Realtà virtuale

Smart working o in presenza? L’alternativa è il metaverso

Il metaverso non è solo per aziende piccole e oscure. Anche organizzazioni come Walmart, Nike e Gucci vi hanno fatto il loro ingresso e molte altre hanno in programma di esplorare queste terre virtuali. Per la testata statunitense Quartz, un numero crescente di CEO lo sta già sperimentando come luogo di lavoro, soprattutto da quando è decollato lo Smart working. Se incontrarsi di persona non è possibile, sembra che il metaverso stia diventando la migliore alternativa alle relazioni in presenza. Come possa inserirsi nell’ambiente di lavoro rimane una questione ancora in buona parte da indagare, ma le prime ricerche e sperimentazioni suggeriscono che il suo impiego in ambito lavorativo possa avvenire seguendo tre principali direttive: quella di un ufficio alternativo; quella di un luogo per la formazione immersiva; quella di uno spazio di ritrovo per i dipendenti. 

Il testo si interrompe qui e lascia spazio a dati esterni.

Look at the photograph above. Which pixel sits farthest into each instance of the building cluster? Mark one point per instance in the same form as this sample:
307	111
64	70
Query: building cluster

Il metaverso non è un unico luogo. Per il momento, e considerando che si tratta di un concetto in continua evoluzione, quando le persone vi si riferiscono, lo fanno pensando a una serie di spazi di realtà virtuale normalmente sperimentabili attraverso un visore di Realtà Virtuale (sebbene funzioni anche un computer). Gli appassionati sperano che un giorno questa realtà prenda la forma di una sorta di Internet decentralizzato, dove si possa vivere, fare acquisti, lavorare e socializzare in spazi digitali pubblici o privati. Ma attualmente c’è solo un assortimento di mondi virtuali non connessi, che sono in generale per lo più aperti al pubblico, anche se alcuni luoghi o eventi potrebbero richiedere una password o un invito speciale per entrare.  

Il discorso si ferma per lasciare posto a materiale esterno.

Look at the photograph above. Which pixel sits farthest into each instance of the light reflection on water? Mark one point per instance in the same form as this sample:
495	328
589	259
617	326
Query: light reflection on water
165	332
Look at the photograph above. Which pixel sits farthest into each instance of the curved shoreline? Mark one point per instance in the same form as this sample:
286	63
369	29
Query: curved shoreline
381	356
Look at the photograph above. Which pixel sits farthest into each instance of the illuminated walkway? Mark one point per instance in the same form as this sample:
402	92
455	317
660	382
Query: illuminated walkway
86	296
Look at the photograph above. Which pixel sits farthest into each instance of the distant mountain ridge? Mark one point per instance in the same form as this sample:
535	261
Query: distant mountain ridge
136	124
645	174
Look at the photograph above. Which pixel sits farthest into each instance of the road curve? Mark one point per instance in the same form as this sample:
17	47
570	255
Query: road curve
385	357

In questi mondi sta sbocciando un’economia nascente, con persone che spendono denaro per acquistare proprietà o abiti firmati virtuali, tutti fatti di codice. Gli scettici affermano che il metaverso non sarà mai altro che un interesse marginale, se non per i gamer, che già spendono centinaia di milioni di dollari all’anno in contenuti virtuali. Ma Suneet Dua, Products & Technology Chief Revenue e Growth Officer della società di consulenza britannica PwC, è convinto che siamo destinati, tra tre o cinque anni, a passare la maggior parte della nostra giornata lavorando ed effettuando transazioni nella realtà virtuale. 

Se il quadro sembra inverosimile, basti pensare solo a quanti cambiamenti hanno avuto luogo negli ultimi 24 mesi. “Avreste mai pensato di trascorrere intere giornate di lavoro in videochiamate?”, ha fatto notare Dua. Certo, le questioni su come proteggere il metaverso dall’incitamento all’odio e dalle molestie e su come tutelare i dati sensibili – aspetti già cruciali per il ben più noto web – devono ancora essere risolte, ma le incognite non sembrano trattenere le aziende dall’iniziare a sperimentare. 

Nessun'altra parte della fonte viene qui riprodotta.